Le quartier des périodes hellénistiques et romaines a été construit selon le système Hippodamien (grille de rues parallèles et pâtés d'habitations appelés îlots) sur la terrasse moyenne de la colline. Le dispositif principal des maisons possédait une cour intérieure à colonnes avec un côté plus haut que les autres (péristyle rhodien). Elles étaient ornées aux sols et sur les façades de mosaïques et d'architraves peintes. Parmi les maisons se trouvent les vestiges des bains publics avec des salles chaudes et froides et des installations sous le plancher pour chauffer les salles.

Le temple hellénistique sur la terrasse inférieure était un temple avec pronaos, cella et opisthodomos. La base de la statue de culte est préservée dans la cella et probablement consacrée à Apollon Pythien.

Le Naiskos ionique en pierre de poros avec revêtements en plâtre était utilisé pour abriter les offres votives.

La façade de la fontaine se compose de demi-colonnes doriques de poros soutenant une entablure. Des panneaux fermaient les espaces intermédiaires. À l'intérieur se trouvait un réservoir (milieu du IVe siècle av. J.-C.). Plus tard (IIIe av. J.-C.), le réservoir a été remplacé par un puits et les colonnes modifiées. Derrière la fontaine se trouvent les vestiges d'une stoa. Un mur soutenait la terre de la terrasse supérieure.

Une agora était localisée devant la fontaine, où les citoyens participaient aux cérémonies religieuses. Des demi-colonnes ont embelli le mur nord et dans le coin sud-est se trouvait un petit monument, peut-être une offrande votive. Les plinthes de l'escalier (sud) sont des reconstructions postérieures par les Italiens. Des bases pour statues et des offrandes votives ont été érigées du côté occidental. La plus importante des offrandes votives était celle de Panaitios. Il y a deux offrandes votives à moitié finies derrière l'entrée nord de l'agora.

Du côté nord-est de la troisième terrasse, le long du mur de soutènement, des autels ont été érigés sur deux niveaux et consacrés à différentes divinités comme Artémis, Zeus et Poséidon.

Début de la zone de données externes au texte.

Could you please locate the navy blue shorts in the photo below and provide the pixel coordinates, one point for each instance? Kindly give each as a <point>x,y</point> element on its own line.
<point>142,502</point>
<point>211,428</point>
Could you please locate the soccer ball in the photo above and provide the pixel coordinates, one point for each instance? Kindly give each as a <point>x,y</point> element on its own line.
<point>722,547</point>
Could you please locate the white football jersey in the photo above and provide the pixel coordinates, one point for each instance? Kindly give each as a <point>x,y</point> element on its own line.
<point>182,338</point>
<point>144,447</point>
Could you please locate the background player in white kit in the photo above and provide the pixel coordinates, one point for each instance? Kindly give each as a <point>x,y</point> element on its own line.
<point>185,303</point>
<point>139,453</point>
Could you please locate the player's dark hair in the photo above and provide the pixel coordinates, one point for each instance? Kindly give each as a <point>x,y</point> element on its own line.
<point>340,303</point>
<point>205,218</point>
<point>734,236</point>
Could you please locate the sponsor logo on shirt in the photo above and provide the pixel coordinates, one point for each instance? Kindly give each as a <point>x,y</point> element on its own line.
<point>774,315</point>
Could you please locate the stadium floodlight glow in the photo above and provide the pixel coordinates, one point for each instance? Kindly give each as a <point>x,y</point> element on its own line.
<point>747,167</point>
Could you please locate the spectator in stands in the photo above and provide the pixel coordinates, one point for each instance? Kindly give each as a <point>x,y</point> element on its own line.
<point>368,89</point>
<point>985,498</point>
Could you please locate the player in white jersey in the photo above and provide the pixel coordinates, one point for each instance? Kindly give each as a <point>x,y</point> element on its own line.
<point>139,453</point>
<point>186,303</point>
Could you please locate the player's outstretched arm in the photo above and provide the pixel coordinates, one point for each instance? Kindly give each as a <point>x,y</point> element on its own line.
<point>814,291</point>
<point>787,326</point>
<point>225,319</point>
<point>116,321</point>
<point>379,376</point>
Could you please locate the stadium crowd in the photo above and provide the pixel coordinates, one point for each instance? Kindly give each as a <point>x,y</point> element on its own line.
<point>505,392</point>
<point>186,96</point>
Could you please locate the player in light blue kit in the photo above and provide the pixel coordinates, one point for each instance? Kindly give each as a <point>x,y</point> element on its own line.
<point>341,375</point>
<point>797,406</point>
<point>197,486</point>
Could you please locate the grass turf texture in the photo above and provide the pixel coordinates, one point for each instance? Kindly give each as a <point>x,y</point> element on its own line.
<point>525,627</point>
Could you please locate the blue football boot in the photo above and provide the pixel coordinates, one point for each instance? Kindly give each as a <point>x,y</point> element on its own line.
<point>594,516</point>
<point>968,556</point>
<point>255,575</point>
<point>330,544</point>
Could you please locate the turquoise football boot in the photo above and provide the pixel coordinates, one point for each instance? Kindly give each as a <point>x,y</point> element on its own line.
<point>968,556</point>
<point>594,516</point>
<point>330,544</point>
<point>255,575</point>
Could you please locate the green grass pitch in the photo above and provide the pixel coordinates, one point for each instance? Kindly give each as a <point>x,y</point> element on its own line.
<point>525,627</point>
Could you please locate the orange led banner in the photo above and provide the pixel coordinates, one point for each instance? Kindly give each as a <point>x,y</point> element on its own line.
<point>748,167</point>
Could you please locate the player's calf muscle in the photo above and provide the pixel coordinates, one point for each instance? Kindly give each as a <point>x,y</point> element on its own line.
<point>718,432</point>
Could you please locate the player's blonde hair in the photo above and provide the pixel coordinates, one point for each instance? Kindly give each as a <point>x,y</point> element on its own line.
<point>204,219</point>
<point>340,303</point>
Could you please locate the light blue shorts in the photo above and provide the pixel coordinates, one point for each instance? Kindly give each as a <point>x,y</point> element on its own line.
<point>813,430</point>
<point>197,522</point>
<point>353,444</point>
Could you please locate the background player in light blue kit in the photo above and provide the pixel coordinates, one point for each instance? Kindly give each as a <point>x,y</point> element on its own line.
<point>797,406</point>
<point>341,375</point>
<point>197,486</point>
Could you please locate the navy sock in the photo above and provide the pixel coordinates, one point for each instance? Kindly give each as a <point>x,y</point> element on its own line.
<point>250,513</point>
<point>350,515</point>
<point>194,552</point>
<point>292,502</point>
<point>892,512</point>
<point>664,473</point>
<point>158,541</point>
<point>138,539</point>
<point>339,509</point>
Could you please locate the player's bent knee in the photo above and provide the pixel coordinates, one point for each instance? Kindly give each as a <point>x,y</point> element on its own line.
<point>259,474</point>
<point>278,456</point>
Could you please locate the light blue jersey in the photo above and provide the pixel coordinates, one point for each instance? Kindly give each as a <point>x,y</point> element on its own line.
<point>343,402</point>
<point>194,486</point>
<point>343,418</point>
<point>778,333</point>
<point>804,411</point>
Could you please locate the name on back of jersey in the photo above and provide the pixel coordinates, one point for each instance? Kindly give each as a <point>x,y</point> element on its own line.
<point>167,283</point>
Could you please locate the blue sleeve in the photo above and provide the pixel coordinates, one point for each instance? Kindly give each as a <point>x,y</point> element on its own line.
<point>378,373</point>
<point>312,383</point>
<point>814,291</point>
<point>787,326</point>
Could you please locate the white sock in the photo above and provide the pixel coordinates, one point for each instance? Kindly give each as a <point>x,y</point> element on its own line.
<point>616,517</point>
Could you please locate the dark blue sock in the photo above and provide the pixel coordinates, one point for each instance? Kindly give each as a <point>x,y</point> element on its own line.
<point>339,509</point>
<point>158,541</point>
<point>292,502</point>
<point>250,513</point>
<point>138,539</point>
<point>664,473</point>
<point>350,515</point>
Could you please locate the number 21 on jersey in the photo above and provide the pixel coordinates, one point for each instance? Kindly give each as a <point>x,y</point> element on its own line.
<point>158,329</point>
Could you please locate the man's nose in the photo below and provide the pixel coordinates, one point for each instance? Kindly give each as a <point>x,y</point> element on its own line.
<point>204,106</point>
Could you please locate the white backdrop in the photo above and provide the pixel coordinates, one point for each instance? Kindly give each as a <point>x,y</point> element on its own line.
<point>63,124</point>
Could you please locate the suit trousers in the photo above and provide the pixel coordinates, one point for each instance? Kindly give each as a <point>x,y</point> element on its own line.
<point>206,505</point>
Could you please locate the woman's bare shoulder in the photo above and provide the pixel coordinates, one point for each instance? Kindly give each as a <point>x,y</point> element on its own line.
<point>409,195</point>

Au premier niveau, on trouve des restes d'un grand autel oblong consacré à Hélios.

Une estrade semi-circulaire devant le Peribolos des autels a porté une offrande votive. Un escalier monumental entre l'agora et le Peribolos des autels menait au quartier résidentiel.

 

Un peu plus au sud, Kamiros possédait un port appelé Kritinia.

 

Skala Kamirou

Ce simple et pittoresque hameau de pêcheurs est situé à l'emplacement du port minoen de Kritinias fondé par des marins crétois. Un monument funéraire antique taillé dans la roche y est également visible.